Он приехал на днях из Осорэи, там предстал перед новой властью. И Рииши, и сторонники Аэмара, все чувствовали себя рыбой в мелком затоне: и видно их, и никуда не уплыть. Подумав, его направили сюда, запретив связываться с кем-либо. Вероятно, вскоре вызовут снова, а пока сиди, жди…

— Столица добавила и бусину-Хинаи в свое ожерелье. Теперь на стенах наших городов и крепостей другие гербы и флаги, и придется привыкать к именам наместников, а былых правителей неясно, позволят ли вспоминать. Нас, вероятно, все-таки назовут лояльными и предпочтут иметь на своей стороне, а не уничтожать, — сказал он намедни. — И ваш Дом тоже.

— Я принадлежу Сойкам, — ответила Майэрин.

— Ты любила отца, я знаю. И он бы тобой гордился, — сказал Рииши.

Ты его никогда не простишь, подумала Майэрин. Хотя в последнее время ей казалось, что для Рииши существуют в памяти два Тори: коварный, алчный, убийца — и тот, кого он мог бы уважать как своего тестя.

А она сама пока не была уверена, но, кажется, ее слова о принадлежности Сойкам скоро будут не просто словами.

Он узнает потом, сперва ей самой следует убедиться, чтобы не принести ложной вести… а как следует осознать все равно не скоро получится.

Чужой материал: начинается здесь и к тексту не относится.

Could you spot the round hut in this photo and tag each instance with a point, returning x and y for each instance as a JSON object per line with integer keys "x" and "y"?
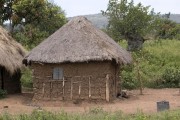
{"x": 78, "y": 61}
{"x": 11, "y": 56}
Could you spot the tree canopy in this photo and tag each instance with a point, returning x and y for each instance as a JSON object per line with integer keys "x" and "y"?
{"x": 34, "y": 20}
{"x": 129, "y": 21}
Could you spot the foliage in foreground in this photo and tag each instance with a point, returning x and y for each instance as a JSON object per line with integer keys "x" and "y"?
{"x": 158, "y": 64}
{"x": 100, "y": 115}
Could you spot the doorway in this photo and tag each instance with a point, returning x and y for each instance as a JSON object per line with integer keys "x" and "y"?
{"x": 1, "y": 78}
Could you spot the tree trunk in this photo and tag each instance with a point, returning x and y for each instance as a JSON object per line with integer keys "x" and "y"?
{"x": 135, "y": 43}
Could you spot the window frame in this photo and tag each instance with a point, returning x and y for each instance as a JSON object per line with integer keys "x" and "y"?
{"x": 58, "y": 73}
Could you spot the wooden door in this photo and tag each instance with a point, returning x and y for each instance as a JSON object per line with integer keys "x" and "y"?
{"x": 1, "y": 79}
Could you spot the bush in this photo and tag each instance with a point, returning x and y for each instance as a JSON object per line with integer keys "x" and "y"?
{"x": 157, "y": 65}
{"x": 171, "y": 77}
{"x": 3, "y": 93}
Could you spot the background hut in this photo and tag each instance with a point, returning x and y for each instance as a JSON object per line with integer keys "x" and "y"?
{"x": 78, "y": 61}
{"x": 11, "y": 56}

Улыбнувшись, Майэрин отложила книгу: дочитает потом. Встала, подошла к окну, глядя на людей на дорожке. Теперь здесь ее дом, если и надолго — не страшно.

**

— Закончили на сегодня, — хмуро сказала Сэйе, и сама подошла поправить большой веер на заднике. Растяпы неуклюжие… Ей не нравилось, как репетируют новенькие; здесь, в крепости Трех Дочерей, девушки-актрисы казались ей неотесанными, и едва умели читать. Хотя они честно стараются, и та, что пришла пару дней назад, со вздернутым носиком — она живая, подвижная, сможет играть почти все из репертуара Сэйе. Нескоро, но придется постараться, натаскивая преемницу в ролях — главе труппы нельзя без надежной смены, не всегда есть возможность выйти на сцену, других забот довольно.

Только имя этой новенькой придется сменить, слишком простое, деревенское. Пусть будет Айсу, хорошее серебристое имя для такой задорной девчонки. Может, под ним прославится несколько лет спустя.

Может, и Сэйе прославилась бы, сбеги вовремя в Срединные земли. А теперь театр на ней, и о его общей славе и будущем надлежит думать.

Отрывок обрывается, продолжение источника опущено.